– Он не вел с ними прямых переговоров. У нас был американец, добровольный посредник, который хотел сдвинуть дело с мертвой точки. Барсимантов представил ему эту акцию на коктейль – приеме в МИД Франции как дело, требующее отваги и мужества.
– И он согласился?
– Он с жадностью ухватился за эту возможность. Он сам был не в очень удобном положении для разговора с палестинцами. Это противоречило директивам американского Госдепартамента. Но он все равно делал это.
– Почему вы не устанавливали другие контакты, например через румын, которые работали на две стороны, и у вас были связи с ними.
– Они были под правящей кликой и хотели только усиления Башира Жмайеля и фалангистов.

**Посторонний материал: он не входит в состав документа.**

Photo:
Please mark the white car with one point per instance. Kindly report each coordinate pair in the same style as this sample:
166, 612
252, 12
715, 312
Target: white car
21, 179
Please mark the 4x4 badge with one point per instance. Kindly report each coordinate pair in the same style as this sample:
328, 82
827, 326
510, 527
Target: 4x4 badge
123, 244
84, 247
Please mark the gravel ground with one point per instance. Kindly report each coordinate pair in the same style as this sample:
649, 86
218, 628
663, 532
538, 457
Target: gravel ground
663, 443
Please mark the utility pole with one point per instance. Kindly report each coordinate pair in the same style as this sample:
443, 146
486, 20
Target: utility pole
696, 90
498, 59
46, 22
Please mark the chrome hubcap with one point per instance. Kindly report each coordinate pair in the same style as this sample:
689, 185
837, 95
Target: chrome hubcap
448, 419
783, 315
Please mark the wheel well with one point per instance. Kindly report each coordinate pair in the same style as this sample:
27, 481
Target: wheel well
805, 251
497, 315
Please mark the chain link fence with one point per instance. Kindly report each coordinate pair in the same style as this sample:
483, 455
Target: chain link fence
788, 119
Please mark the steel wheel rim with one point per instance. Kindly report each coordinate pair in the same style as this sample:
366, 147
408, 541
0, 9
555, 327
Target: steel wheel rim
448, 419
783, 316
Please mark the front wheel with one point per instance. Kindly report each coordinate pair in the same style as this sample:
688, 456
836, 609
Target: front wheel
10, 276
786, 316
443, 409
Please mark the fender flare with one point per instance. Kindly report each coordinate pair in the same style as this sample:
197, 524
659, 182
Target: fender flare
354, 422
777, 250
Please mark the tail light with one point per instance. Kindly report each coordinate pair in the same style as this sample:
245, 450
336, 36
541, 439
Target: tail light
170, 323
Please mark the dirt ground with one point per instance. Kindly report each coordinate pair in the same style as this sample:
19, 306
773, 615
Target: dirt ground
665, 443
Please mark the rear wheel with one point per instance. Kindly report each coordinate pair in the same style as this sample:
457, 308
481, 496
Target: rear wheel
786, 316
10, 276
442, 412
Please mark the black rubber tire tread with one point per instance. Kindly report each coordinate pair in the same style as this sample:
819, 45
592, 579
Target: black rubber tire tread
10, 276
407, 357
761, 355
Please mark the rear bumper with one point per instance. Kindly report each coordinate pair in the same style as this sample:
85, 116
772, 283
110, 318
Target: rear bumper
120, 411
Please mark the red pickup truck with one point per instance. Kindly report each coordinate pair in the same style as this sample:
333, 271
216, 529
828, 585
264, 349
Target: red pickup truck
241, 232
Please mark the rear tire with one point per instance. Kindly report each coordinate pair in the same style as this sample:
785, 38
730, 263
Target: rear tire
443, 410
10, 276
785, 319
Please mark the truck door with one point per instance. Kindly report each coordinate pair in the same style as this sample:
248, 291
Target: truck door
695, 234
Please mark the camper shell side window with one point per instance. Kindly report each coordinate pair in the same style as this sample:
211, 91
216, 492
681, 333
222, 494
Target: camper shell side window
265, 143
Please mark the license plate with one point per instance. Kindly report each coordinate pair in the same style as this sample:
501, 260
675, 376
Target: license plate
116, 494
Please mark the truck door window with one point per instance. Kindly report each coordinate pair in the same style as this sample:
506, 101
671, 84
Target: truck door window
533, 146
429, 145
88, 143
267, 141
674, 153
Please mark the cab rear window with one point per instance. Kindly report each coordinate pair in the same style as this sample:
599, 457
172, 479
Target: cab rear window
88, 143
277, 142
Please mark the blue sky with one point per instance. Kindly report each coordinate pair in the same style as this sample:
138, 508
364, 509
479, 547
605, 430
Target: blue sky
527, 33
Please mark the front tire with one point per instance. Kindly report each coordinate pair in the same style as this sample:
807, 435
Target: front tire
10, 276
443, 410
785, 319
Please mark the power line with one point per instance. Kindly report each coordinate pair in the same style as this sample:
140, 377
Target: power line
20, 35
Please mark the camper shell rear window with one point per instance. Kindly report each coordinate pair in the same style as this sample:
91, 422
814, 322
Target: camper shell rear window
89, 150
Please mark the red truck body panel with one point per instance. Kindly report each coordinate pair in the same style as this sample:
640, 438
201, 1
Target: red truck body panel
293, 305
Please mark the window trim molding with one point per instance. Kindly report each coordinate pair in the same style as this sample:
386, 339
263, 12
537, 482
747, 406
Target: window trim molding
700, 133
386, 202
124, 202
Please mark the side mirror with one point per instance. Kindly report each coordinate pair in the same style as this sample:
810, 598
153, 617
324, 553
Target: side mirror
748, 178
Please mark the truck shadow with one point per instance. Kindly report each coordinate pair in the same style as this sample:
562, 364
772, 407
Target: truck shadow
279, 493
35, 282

– Кто был этот американец?
– Его звали Чарльз Роберт Рэй. Он был помощником военного атташе США и человеком с очень большим чувством долга. Он был уверен, что мир на Ближнем Востоке отвечает стратегическим интересам Соединенных Штатов.
– Военные оспаривают это.
Эфраим усмехнулся. – Верно. Но это было так. Кто-то в МИД проболтался, и их обоих, Барсимантова и американца, застрелили до того, как они вступили в первый контакт с палестинцами. Мы знаем точно, что это сделали не палестинцы. Он провел пальцами по волосам и по лицу. Он показался мне внезапно постаревшим и более усталым, чем раньше. – Они убили Рэя в январе, а когда Яков попытался сам наладить новый контакт, убили и его. Яков был хорошим человеком, тем не менее, 3 апреля перед своей квартирой его пристрелили как собаку свои собственные коллеги. Его прикончила наша бригада киллеров.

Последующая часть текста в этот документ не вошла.